In such scenery, about the listed complexes in the Industrial Village, we may name: the Architecture Complex Industrial Village, located in the margin of the Railway Complex; the Alferes Raimundo Street Complex; the Manoel Dias Village, the buildings of the called Immigration (and dozens of other real estates of historical value not listed) present themselves relatively conserved, because; in them, the continuity of the use ensured their current conditions.
However, in the year of 1995, there was the interdiction of the houses in the Manoel Freire Village (one of the listed complexes in the Industrial Village neighborhood) by the Urbanism Department of the city 20 Despite of the listing study, there was the noncompliance to the law by the government, which demolished properties that were under protection.
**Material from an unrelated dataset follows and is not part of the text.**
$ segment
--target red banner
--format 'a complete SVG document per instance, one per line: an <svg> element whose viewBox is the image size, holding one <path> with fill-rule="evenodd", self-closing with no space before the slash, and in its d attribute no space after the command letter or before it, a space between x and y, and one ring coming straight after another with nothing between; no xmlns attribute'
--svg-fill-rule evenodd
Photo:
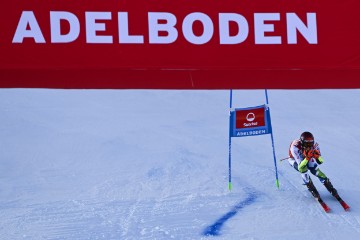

What we realize in field is that there was the restoration of a few real estates of the old demolished railway village, . The residents were removed from their houses due to the risk of landslides and for the installation of a cultural center. The houses went through a long deterioration period, because they were abandoned and suffered with invasions and depredations. Here, we have an example, despite of the controversial, that it is through its use that the preservation of the heritage occurs; because the emptiness of the houses led to the ruin of the listed village.
The destruction of the Riza Village, railway village located in the interior of the Railway Complex, is another relevant case. The Riza Village, built in the 1940's, was demolished to give place to the new bus station and urban terminal of the city, the Campinas Multimodal Terminal, completed in 2008. Five constructions were kept and recovered to shelter services and commerce. According to the government speech in the printed newspapers, the action was part of an urban revitalization of the area process.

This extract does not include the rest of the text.